When Oklahoma State failed to answer, the Jayhawks escaped Gallagher-Iba Arena with a 68-67 victory in double overtime. Kansas (22-4, 10-3) is now tied for first place in the Big 12 Conference with Kansas State. The Cowboys (19-4, 9-4) entered the week in a three-way tie for first and is now alone in second place.
"Coach (Bill Self) told me to go and take him," said Tharpe, who finished 2-of-11. "As soon as it went off my hand I felt it was good. I had been disappointed in myself with how I had played. I let Forte get free for a 3-pointer to tie it and turned it over twice. I kept thinking, 'Next play, next play.'"
There were dozens of "next plays" in a game that featured 23 lead changes. Appropriately for a double overtime game, the score was tied 16 times. Oklahoma State's biggest lead was three; KU's biggest lead was five.
"A very hard fought game ... very hard fought game," said Oklahoma State coach Travis Ford, whose team faces a tough road game at West Virginia Saturday. "I got no complaints. They made the last shot. ... No lie, it was a down locker room. Those were two teams that wanted to win pretty bad."
Oklahoma State's seven-game winning streak ended. The Cowboys had won two overtime games and shocked Kansas in Allen Fieldhouse during the streak. That loss started a three-game slide for the Jayhawks, who have responded with a three-game winning streak.
Kansas scored one field goal - Tharpe's winner - on eight attempts in the two overtimes. The Jayhawks made 9-of-12 free throws while the Cowboys missed five of eight from the line. In this game, every play, each shot, came with its own mood swing.
"We gave up a couple of offensive rebounds, missed some free throws," said Oklahoma States's Markel Brown, who had a game-high 20 and gave his team its last lead. "It's a game that could have gone either way. This one is hard to swallow."
A sequence in the first overtime illustrated the game's teeter totter tendencies. Kansas had a 61-58 lead when Elijah Johnson was fouled driving to the basket. Instead of giving the Jayhawks a five-point lead, he missed both. Brown was then fouled on the next possession. He missed both ... but on the second, KU couldn't control the rebound and Johnson committed his fifth foul, fouling Brown, who then made two free throws.
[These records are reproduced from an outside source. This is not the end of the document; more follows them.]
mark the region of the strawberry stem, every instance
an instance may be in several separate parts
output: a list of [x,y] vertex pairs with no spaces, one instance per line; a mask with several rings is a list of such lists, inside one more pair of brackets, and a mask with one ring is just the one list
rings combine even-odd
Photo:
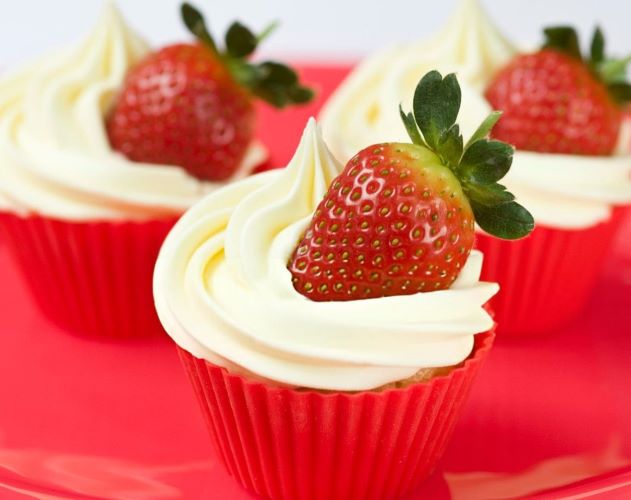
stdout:
[[513,147],[486,138],[501,113],[492,112],[463,146],[456,123],[460,101],[456,75],[443,78],[438,71],[430,71],[414,92],[414,114],[406,114],[401,106],[399,113],[412,142],[432,150],[456,175],[478,225],[499,238],[522,238],[533,230],[534,219],[497,182],[510,169]]

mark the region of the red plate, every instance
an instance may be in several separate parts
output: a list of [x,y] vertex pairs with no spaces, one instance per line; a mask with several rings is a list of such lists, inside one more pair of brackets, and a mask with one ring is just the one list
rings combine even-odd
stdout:
[[[318,103],[261,110],[272,164],[347,71],[305,67]],[[631,498],[629,222],[573,325],[498,340],[414,498]],[[1,244],[0,277],[0,498],[250,498],[218,463],[168,338],[97,342],[53,327]]]

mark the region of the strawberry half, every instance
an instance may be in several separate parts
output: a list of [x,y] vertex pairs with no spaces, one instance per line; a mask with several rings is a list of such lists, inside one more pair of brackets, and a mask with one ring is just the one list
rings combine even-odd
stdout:
[[596,29],[591,56],[581,56],[576,31],[548,28],[546,42],[501,70],[486,98],[503,111],[493,136],[517,149],[544,153],[610,155],[631,100],[625,82],[630,58],[605,58],[605,41]]
[[497,183],[513,156],[485,139],[499,113],[463,145],[460,98],[455,75],[428,73],[414,114],[400,110],[412,144],[376,144],[348,162],[289,260],[298,292],[341,301],[442,290],[471,252],[475,221],[505,239],[532,231],[530,213]]
[[311,100],[296,73],[278,62],[247,62],[273,25],[258,36],[235,22],[219,51],[202,15],[182,5],[197,37],[149,54],[131,69],[108,119],[112,148],[132,161],[179,165],[222,181],[239,168],[255,130],[253,97],[282,108]]

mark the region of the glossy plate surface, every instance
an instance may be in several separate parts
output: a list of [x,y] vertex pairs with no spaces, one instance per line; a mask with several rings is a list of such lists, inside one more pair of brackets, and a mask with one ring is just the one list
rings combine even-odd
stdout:
[[[261,109],[273,165],[347,73],[304,67],[318,102]],[[168,338],[94,341],[50,325],[0,241],[0,498],[251,498],[210,446]],[[413,498],[631,498],[631,219],[588,308],[553,335],[499,339],[438,471]]]

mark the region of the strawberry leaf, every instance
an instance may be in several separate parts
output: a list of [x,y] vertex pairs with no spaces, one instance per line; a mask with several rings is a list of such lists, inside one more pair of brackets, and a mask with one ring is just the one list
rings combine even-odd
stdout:
[[597,26],[594,30],[592,43],[590,46],[590,57],[592,64],[600,64],[605,60],[605,37],[603,32]]
[[515,199],[515,196],[509,193],[505,186],[497,183],[484,185],[466,182],[463,184],[463,189],[471,202],[485,207],[494,207]]
[[612,83],[607,85],[609,93],[618,104],[631,102],[631,85],[628,83]]
[[275,62],[265,61],[258,65],[265,82],[272,82],[277,85],[294,85],[298,81],[298,75],[289,66]]
[[405,130],[410,137],[410,140],[413,144],[417,144],[419,146],[425,146],[425,141],[421,137],[420,132],[418,131],[418,127],[416,125],[416,121],[414,121],[414,115],[412,113],[405,114],[403,111],[403,107],[399,104],[399,115],[401,115],[401,121],[403,121],[403,125],[405,126]]
[[514,201],[495,206],[472,202],[471,208],[478,225],[498,238],[505,240],[523,238],[535,227],[535,221],[530,212]]
[[433,150],[438,150],[442,134],[456,123],[460,100],[460,85],[453,73],[443,78],[438,71],[430,71],[417,85],[414,118]]
[[289,104],[303,104],[313,99],[313,90],[302,86],[280,88],[273,84],[263,85],[257,87],[254,94],[276,108],[284,108]]
[[304,104],[313,99],[315,93],[309,87],[294,85],[287,90],[288,101],[291,104]]
[[491,133],[493,127],[502,116],[501,111],[492,111],[489,116],[487,116],[480,126],[473,132],[473,135],[467,141],[467,145],[465,146],[465,150],[468,149],[474,142],[479,141],[480,139],[484,139]]
[[627,66],[631,62],[631,56],[624,59],[609,59],[598,66],[600,79],[605,83],[624,83],[627,78]]
[[238,21],[226,32],[226,50],[232,57],[247,57],[256,49],[258,40],[254,33]]
[[578,44],[578,35],[571,26],[554,26],[543,30],[545,42],[543,48],[554,49],[563,52],[578,60],[583,60],[581,48]]
[[263,31],[261,31],[257,36],[256,36],[256,44],[258,45],[259,43],[261,43],[263,40],[265,40],[268,36],[270,36],[274,30],[278,28],[278,21],[274,21],[270,24],[268,24]]
[[255,70],[255,81],[249,82],[252,92],[277,108],[288,104],[301,104],[313,98],[313,91],[298,83],[298,75],[289,66],[266,61],[251,65]]
[[247,64],[239,60],[226,61],[230,73],[241,85],[247,88],[253,88],[258,85],[261,80],[261,71],[254,64]]
[[513,151],[505,142],[480,139],[464,152],[459,176],[465,182],[493,184],[507,174],[513,163]]
[[437,151],[446,165],[457,166],[462,157],[462,149],[462,135],[457,124],[452,125],[440,135]]
[[202,43],[210,47],[213,52],[217,53],[217,45],[215,45],[215,40],[213,40],[208,28],[206,28],[204,16],[195,7],[186,2],[180,7],[180,12],[188,30]]

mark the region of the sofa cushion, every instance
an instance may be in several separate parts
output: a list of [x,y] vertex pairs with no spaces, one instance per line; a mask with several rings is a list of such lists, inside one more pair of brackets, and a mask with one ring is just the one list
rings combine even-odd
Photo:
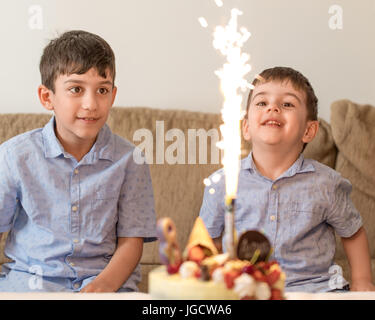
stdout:
[[[352,201],[363,218],[375,258],[375,108],[349,100],[331,106],[331,127],[338,148],[336,170],[350,180]],[[341,245],[337,257],[342,258]]]
[[4,141],[33,129],[44,127],[51,118],[50,114],[2,114],[0,126],[0,144]]
[[[352,183],[361,191],[375,197],[375,107],[349,100],[332,104],[332,134],[339,153],[357,170]],[[345,172],[350,172],[347,169]],[[364,178],[364,180],[363,180]]]

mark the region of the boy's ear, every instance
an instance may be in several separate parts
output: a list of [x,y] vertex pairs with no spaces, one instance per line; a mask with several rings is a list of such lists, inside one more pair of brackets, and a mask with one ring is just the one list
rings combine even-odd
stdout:
[[53,105],[51,101],[51,96],[53,95],[53,92],[48,89],[45,85],[40,85],[38,87],[38,97],[40,100],[40,103],[43,105],[44,108],[46,108],[49,111],[53,110]]
[[113,106],[113,103],[115,102],[116,94],[117,94],[117,87],[113,87],[113,89],[112,89],[112,103],[111,103],[111,106]]
[[307,121],[307,127],[305,130],[305,134],[302,137],[302,142],[303,143],[311,142],[315,138],[318,132],[318,129],[319,129],[319,121],[317,120]]
[[250,141],[251,135],[249,130],[249,121],[247,120],[247,116],[244,117],[242,120],[242,134],[246,141]]

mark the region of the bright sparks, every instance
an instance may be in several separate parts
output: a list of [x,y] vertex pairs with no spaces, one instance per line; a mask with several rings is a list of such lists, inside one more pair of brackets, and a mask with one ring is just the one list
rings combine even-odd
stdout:
[[221,0],[215,0],[215,3],[218,7],[222,7],[223,6],[223,1]]
[[207,20],[206,20],[204,17],[200,17],[200,18],[198,18],[198,21],[199,21],[200,25],[201,25],[203,28],[207,28],[207,27],[208,27]]
[[204,183],[204,185],[205,185],[206,187],[209,187],[209,186],[211,185],[211,180],[208,179],[208,178],[206,178],[206,179],[203,180],[203,183]]
[[243,115],[241,110],[243,91],[251,86],[244,79],[250,72],[251,66],[247,63],[250,56],[241,51],[243,44],[249,39],[250,32],[242,27],[238,31],[237,17],[242,15],[238,9],[232,9],[231,18],[227,26],[217,26],[214,31],[213,45],[225,57],[226,63],[215,74],[220,78],[221,90],[224,95],[222,118],[224,124],[220,126],[223,135],[224,149],[223,166],[225,172],[226,196],[235,198],[237,194],[238,174],[241,157],[241,128],[240,121]]

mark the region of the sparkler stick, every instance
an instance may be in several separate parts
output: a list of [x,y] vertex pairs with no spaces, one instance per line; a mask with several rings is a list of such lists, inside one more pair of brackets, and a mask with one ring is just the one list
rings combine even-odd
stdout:
[[225,228],[224,228],[224,244],[230,259],[235,259],[237,253],[235,250],[234,236],[234,205],[235,198],[225,197]]

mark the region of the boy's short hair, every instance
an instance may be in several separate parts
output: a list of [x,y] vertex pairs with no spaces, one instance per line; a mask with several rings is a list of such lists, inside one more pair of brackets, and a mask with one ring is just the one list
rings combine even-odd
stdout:
[[91,68],[103,78],[109,70],[114,85],[115,55],[111,47],[98,35],[82,30],[68,31],[51,40],[39,64],[42,84],[52,92],[59,75],[84,74]]
[[[300,72],[289,67],[274,67],[263,70],[252,82],[255,87],[260,83],[269,81],[290,81],[296,90],[302,91],[306,95],[307,119],[318,120],[318,98],[314,93],[309,80]],[[253,90],[250,90],[247,99],[246,113],[249,110]]]

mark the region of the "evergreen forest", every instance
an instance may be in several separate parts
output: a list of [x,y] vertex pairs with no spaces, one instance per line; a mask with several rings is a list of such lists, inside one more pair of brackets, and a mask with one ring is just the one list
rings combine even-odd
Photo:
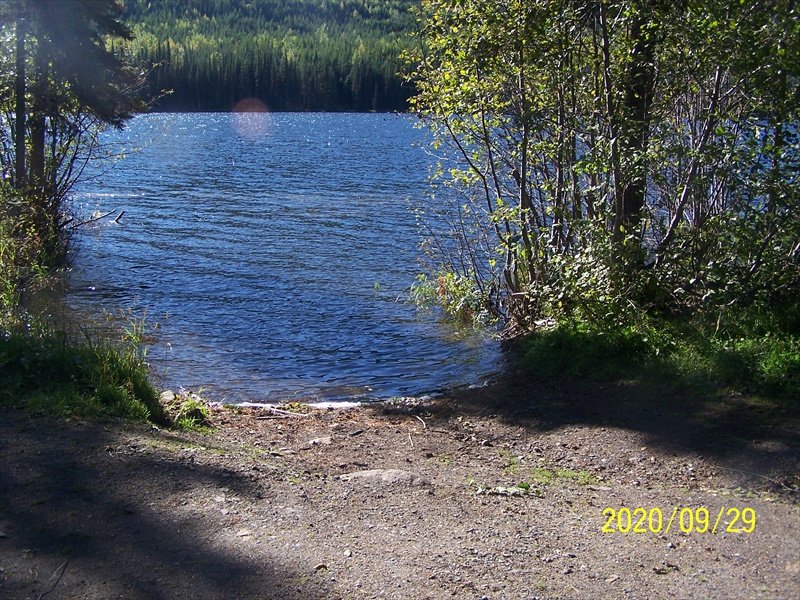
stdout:
[[125,44],[156,110],[405,110],[407,0],[126,0]]

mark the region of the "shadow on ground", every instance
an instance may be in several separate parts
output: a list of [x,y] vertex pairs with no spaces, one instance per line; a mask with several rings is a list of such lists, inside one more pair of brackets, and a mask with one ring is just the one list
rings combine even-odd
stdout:
[[246,477],[146,448],[115,454],[120,435],[102,425],[2,415],[0,597],[324,597],[319,582],[237,544],[238,526],[219,514],[161,502],[192,490],[258,502]]
[[713,458],[777,491],[800,491],[797,401],[710,394],[673,381],[537,379],[518,371],[459,390],[435,416],[465,411],[496,415],[532,434],[570,425],[635,431],[648,446]]

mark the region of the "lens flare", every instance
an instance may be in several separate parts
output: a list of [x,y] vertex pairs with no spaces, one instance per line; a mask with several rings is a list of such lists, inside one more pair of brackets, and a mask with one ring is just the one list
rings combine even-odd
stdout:
[[245,98],[233,107],[233,128],[248,140],[264,138],[269,133],[269,108],[258,98]]

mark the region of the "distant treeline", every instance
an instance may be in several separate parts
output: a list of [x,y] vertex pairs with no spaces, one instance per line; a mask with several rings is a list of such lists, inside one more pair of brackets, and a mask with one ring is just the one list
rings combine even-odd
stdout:
[[413,1],[125,0],[134,61],[152,69],[157,110],[404,110],[397,73]]

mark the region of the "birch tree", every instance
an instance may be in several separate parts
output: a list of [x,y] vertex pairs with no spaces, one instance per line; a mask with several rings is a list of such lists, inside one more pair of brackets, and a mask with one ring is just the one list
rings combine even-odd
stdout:
[[797,16],[788,0],[424,0],[413,106],[449,149],[456,225],[430,244],[434,291],[510,332],[796,291]]

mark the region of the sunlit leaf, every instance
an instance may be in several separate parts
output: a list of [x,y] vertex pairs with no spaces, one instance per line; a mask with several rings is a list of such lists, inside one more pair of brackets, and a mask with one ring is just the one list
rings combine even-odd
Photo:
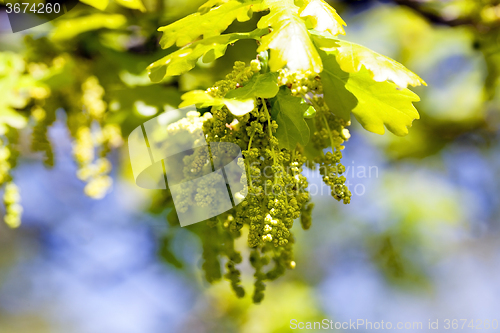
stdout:
[[179,105],[180,108],[190,105],[196,105],[201,108],[224,105],[222,98],[213,97],[204,90],[193,90],[187,92],[182,95],[181,98],[183,102]]
[[127,18],[119,14],[92,14],[68,20],[57,21],[50,37],[53,40],[71,39],[81,33],[98,29],[117,29],[127,23]]
[[226,98],[272,98],[278,91],[278,73],[256,74],[243,87],[228,92]]
[[212,62],[222,57],[229,44],[241,39],[258,39],[265,31],[254,30],[250,33],[234,33],[202,39],[189,44],[148,67],[149,77],[153,82],[159,82],[167,76],[183,74],[191,70],[196,61],[203,57],[203,62]]
[[109,0],[80,0],[80,2],[83,2],[84,4],[92,6],[99,10],[105,10],[109,4]]
[[352,113],[370,132],[384,134],[385,125],[392,133],[404,136],[413,120],[420,118],[412,104],[420,101],[414,92],[392,82],[375,82],[365,69],[351,74],[346,88],[358,99]]
[[311,105],[307,108],[306,112],[304,112],[304,118],[312,119],[314,117],[316,117],[316,109]]
[[391,58],[355,43],[339,43],[337,62],[344,72],[357,73],[364,66],[377,82],[390,80],[401,88],[407,88],[408,85],[427,85],[417,74]]
[[304,120],[304,112],[309,105],[300,97],[292,96],[290,89],[281,88],[271,100],[271,115],[278,124],[276,138],[280,148],[295,149],[297,143],[309,142],[309,127]]
[[255,99],[224,99],[224,104],[235,116],[243,116],[255,108]]
[[357,73],[364,66],[373,80],[392,81],[400,88],[408,85],[427,85],[417,74],[399,62],[356,43],[329,37],[327,34],[311,31],[315,44],[324,51],[335,52],[340,68],[347,73]]
[[220,6],[230,1],[234,0],[209,0],[198,8],[198,12],[200,12],[201,14],[205,14],[213,7]]
[[239,100],[235,98],[216,98],[203,90],[194,90],[182,95],[183,102],[179,107],[183,108],[190,105],[204,108],[208,106],[222,107],[226,106],[232,114],[242,116],[255,108],[255,99],[249,98]]
[[255,98],[271,98],[279,91],[278,73],[255,74],[243,87],[231,90],[224,98],[215,98],[202,90],[188,92],[182,96],[180,107],[227,106],[236,116],[242,116],[255,108]]
[[286,65],[292,71],[321,72],[321,59],[299,16],[299,7],[293,0],[267,0],[265,3],[270,13],[261,18],[257,26],[261,29],[271,27],[273,31],[262,37],[257,51],[271,50],[271,71]]
[[324,66],[320,75],[325,102],[330,111],[344,120],[350,120],[351,111],[358,104],[358,100],[346,88],[349,74],[340,69],[335,55],[323,51],[320,51],[320,55]]
[[327,31],[333,36],[345,35],[345,22],[337,11],[323,0],[302,0],[300,17],[309,19],[313,29]]
[[141,0],[115,0],[116,3],[123,7],[127,7],[130,9],[137,9],[140,10],[141,12],[146,11],[146,7],[144,7],[144,4],[142,3]]
[[[162,48],[172,45],[184,46],[198,37],[210,38],[220,35],[234,20],[248,21],[253,11],[260,10],[261,1],[229,1],[208,10],[205,14],[194,13],[170,25],[161,27]],[[209,4],[210,5],[210,4]],[[206,9],[206,7],[204,7]]]
[[385,127],[403,136],[419,114],[412,102],[419,97],[392,82],[376,82],[366,69],[349,74],[340,69],[333,54],[321,52],[325,70],[321,73],[325,101],[338,116],[349,119],[350,112],[368,131],[384,134]]

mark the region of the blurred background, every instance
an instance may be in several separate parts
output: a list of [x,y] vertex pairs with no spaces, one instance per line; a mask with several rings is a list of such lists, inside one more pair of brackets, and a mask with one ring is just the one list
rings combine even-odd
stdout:
[[[421,119],[408,136],[351,126],[343,163],[352,203],[313,197],[312,228],[294,228],[297,268],[269,283],[260,305],[237,299],[227,281],[203,280],[199,239],[166,222],[161,191],[135,186],[121,140],[235,60],[248,63],[255,42],[152,85],[145,68],[172,51],[159,48],[156,29],[203,1],[143,3],[79,4],[15,34],[0,5],[0,129],[15,143],[24,209],[18,229],[0,223],[0,333],[277,333],[291,331],[292,319],[324,318],[423,323],[412,332],[457,319],[460,332],[498,330],[499,1],[331,2],[347,22],[342,38],[400,61],[429,86],[414,89]],[[76,177],[86,170],[80,100],[110,113],[100,130],[113,169],[86,181]],[[24,120],[12,112],[26,107]],[[24,129],[13,136],[5,125]],[[33,136],[45,144],[33,147]],[[251,287],[252,272],[242,279]]]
"It was pretty crazy," Kansas senior Travis Releford said. "We knew it would be a tough game. Being at home, we knew that Oklahoma State would give their best effort. We had to tough it out. And we did."
Releford scored 14 of his 18 points after halftime to lead Kansas. Jeff Withey had 17 points, 14 rebounds and four blocked shots. Releford made two senior plays to help seal the win. He drew a charge that was the fifth foul on the Cowboys' Marcus Smart with 2:24 left in the second overtime. And after Brown's final shot came up short, Forte fumbled away the rebound and Releford tracked down the loose ball.
"I saw him leave his feet and it was a great opportunity to take one," Releford said of drawing the charge on Smart, who had 16 points but missed 12 of 14 shots. "(Elijah Johnson) was telling me the guys who were in foul trouble and it worked out he was driving and I could take one for the team."
Kansas leads Division I in field goal percentage defense and they held the Cowboys to 32.8 percent from the field. Oklahoma State's quickness and length bothered the Jayhawks. In particular, the Cowboys' three-quarter court pressure forced KU to burn time off the shot clock and further bogged down the Jayhawks' half-court offense.
"We never play good offense here," Kansas coach Bill Self said. "We labored against that trap, we need to get better at that. We didn't have any offense, neither team had any offense."
Even KU's final offensive possession was a semi-disaster.
"We had a play called, we couldn't get the ball inbounded," Self said. "Then we just puttered around. We called the play ... Naadir probably made the biggest play of his life right there."
"I don't know if I've ever been a game that's been like that," Self said, noting the box score stats on the small leads, lead changes and ties. "So many things that could have gone the other way. It was a huge win for conference implications."
Kansas is at home against TCU Saturday before playing at Iowa State in a Big Monday contest that might crack the foundation of Hilton Coliseum. Critics can Snark/Tweet all they like, but it's hard to beat the Big 12 for its entertainment value.